On the outside of the ideograms, genomic variation between individuals and populations is represented by tracks A and B. The number of catalogued locations at which single base pair changes have been observed within populations is shown as a histogram A. Large regions which have been seen to vary in size and copy number between individuals are marked in B.

Locations of genes associated with disease are superimposed on the ideograms D. D3 shows the location of genes implicated in cancer (very dark red), other disease (dark red) and all other genes (red). D2 shows locations of genes implicated in lung, ovarian, breast, prostate, pancreatic, and colon cancer, colored in progressively darker shade of red. D1 marks gene positions implicated in other diseases such as ataxia, epilepsy, glaucoma, heart disease, neuropathy, colored in progressively darker shade of red, as well as diabetes (orange), deafness (green), and Alzheimer (blue) disease.

Grey lines E connect positions on ideograms associated with genes that participate in the same biochemical pathways. The shade of the link reflects character of the gene - dark grey indicates that the gene is implicated in cancer, grey in disease, and light grey for all other genes. Colored links F connect a subset of genomic region pairs that are highly similar and illustrate the deep level of similarity between genomic regions (about 50% of the genome is in so-called repeat regions regions which appear in the genome multiple times and in a variety of locations).

References

Circos two-page spread from Conde Nast Portfolio (500 x 542)

Many of the data sets used in the figure are available through the genome browser at University of California Santa Cruz. The data used in the figure was downloaded from the table browser for the human genome assembly (hg18, May 2006).

The data used (group/track) for figure elements is as follows

  • C mapping and sequencing tracks / chromosome band (ideogram)
  • A variation and repeats / snps (v126). The histogram shows the number of SNPs per 1 Mb.
  • F variation and repeats / segmental duplication. A small subset of segmental duplications are drawn, filtered by locations on chromosomes 2, 3, 7, 9. The choice of locations was motivated by the need for a visually balanced set of links.
  • B variants in genome structure catalogued by the TCAG database.
  • D locations of genes implicated in disease. Gene-to-disease mappings were done using OMIM database.

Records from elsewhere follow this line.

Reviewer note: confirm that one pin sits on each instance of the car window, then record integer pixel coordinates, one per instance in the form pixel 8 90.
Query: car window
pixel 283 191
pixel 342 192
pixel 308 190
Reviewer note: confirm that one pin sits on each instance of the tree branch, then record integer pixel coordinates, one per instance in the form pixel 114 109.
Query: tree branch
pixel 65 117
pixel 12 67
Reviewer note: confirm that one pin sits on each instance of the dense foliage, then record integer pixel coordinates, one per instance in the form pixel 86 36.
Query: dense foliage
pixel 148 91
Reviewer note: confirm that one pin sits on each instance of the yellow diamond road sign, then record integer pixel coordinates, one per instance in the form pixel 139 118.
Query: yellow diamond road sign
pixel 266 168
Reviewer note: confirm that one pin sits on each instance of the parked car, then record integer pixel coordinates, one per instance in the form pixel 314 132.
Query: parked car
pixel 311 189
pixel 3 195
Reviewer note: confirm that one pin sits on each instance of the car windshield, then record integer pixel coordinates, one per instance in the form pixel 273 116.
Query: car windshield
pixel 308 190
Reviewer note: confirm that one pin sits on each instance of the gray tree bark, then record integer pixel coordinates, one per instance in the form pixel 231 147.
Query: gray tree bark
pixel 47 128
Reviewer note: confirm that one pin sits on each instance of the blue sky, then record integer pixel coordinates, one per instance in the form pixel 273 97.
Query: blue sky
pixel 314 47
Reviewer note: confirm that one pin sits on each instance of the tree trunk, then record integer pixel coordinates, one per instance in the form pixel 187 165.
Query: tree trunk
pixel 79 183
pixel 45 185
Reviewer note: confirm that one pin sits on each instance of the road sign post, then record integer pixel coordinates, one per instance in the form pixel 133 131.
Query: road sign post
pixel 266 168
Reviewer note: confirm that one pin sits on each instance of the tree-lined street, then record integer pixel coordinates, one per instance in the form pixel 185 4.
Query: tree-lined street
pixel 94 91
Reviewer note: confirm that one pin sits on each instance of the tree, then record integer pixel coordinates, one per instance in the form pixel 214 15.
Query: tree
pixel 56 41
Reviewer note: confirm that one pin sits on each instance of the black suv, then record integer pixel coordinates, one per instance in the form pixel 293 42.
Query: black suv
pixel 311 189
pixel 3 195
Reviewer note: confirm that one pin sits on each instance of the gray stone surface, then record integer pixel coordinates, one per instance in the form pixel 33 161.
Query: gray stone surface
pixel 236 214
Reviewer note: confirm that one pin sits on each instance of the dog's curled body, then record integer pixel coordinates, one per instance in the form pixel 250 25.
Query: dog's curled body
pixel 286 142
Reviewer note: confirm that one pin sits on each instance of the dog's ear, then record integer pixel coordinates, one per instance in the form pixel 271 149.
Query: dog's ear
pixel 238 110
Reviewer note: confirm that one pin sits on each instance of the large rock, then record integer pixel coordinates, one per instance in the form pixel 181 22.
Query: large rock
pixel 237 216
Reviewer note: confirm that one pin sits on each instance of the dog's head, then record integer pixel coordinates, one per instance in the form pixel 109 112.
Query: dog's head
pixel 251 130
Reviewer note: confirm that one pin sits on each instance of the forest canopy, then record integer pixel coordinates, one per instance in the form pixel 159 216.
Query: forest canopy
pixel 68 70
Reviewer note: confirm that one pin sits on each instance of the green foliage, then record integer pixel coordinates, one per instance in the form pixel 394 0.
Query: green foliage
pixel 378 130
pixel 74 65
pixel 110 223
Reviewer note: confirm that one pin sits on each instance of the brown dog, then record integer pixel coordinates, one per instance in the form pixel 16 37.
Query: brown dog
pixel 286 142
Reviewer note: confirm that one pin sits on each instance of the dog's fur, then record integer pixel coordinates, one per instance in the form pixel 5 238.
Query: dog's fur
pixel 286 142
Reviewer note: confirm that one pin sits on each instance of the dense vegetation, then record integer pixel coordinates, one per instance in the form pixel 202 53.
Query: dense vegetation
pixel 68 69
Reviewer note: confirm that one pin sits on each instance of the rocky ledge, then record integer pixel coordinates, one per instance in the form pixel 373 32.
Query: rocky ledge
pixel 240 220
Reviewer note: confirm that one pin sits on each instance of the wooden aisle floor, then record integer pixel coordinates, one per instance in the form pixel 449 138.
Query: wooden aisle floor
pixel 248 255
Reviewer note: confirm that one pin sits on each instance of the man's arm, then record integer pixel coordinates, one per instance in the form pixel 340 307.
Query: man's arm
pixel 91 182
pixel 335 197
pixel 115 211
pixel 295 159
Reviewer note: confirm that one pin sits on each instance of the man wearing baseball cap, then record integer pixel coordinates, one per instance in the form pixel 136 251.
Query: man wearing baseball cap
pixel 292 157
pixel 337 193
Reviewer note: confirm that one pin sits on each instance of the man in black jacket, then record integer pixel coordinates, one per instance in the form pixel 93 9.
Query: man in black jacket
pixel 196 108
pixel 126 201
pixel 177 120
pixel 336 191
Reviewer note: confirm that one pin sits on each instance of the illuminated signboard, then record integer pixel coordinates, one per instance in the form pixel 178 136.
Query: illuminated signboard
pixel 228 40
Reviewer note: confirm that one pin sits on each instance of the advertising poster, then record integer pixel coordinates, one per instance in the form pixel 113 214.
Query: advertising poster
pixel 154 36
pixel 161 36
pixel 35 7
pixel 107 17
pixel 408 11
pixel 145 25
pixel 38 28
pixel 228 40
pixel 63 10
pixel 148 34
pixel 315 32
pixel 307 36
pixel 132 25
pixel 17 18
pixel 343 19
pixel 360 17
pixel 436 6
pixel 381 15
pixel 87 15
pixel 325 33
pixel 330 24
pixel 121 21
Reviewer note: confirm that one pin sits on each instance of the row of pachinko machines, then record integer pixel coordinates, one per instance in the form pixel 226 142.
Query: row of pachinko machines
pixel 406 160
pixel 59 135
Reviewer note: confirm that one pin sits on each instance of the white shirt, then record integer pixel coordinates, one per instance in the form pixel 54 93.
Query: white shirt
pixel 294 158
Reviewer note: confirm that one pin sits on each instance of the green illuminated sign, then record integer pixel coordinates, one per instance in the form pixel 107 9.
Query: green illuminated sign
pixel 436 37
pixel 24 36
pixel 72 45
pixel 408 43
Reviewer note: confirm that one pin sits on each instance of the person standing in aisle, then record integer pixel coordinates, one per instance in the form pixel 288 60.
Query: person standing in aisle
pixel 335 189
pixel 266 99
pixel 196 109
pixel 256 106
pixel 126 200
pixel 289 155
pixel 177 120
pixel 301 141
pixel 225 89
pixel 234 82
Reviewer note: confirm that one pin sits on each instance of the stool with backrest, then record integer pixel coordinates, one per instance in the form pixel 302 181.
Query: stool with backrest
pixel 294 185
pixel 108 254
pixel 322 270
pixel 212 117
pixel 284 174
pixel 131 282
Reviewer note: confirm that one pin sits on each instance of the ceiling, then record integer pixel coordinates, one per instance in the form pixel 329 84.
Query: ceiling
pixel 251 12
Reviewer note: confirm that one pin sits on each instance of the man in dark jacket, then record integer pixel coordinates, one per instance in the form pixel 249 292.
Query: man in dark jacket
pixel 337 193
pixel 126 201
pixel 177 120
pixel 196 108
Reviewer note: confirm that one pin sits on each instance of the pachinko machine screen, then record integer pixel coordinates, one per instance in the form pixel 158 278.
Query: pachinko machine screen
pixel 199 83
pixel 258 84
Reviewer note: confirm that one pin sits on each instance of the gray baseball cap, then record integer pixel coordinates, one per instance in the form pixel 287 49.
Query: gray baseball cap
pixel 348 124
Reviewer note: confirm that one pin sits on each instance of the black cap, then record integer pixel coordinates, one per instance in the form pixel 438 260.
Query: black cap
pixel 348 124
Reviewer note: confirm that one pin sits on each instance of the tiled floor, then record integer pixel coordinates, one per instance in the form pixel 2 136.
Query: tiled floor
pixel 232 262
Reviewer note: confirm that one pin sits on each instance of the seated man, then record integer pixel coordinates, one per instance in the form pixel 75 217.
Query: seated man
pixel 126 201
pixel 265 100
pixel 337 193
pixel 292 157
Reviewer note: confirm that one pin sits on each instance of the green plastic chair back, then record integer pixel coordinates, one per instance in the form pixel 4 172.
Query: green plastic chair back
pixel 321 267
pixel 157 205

Gene-to-chromosome location mappings were done using the following data tables from UCSC

  • gene and gene prediction tracks / UCSC genes
  • gene and gene prediction tracks / RefSeq genes

For example, genes implicated in diabetes were found by scanning for all gene and gene aliases that have the keyword "diabetes" in the OMIM entry. Subsequently, the list of gene names was cross-referenced with positional information from UCSC to obtain a final list of genomic positions.

Track D3 shows all genes (red), OMIM genes (dark red) and genes from the Cancer Gene Census, a manually curated subset of genes with strong evidence linking them to cancer. Tracks D1 and D2 show locations of genes associated with specific types of cancer, as well as with other disease.

Links shown in E connect genes found in metabolic pathways catalogued by the KEGG database. For a given set of genes `g_1, g_2, g_3, ...` found in the same pathway, links are drawn between `g_i` and `g_{i+1}`.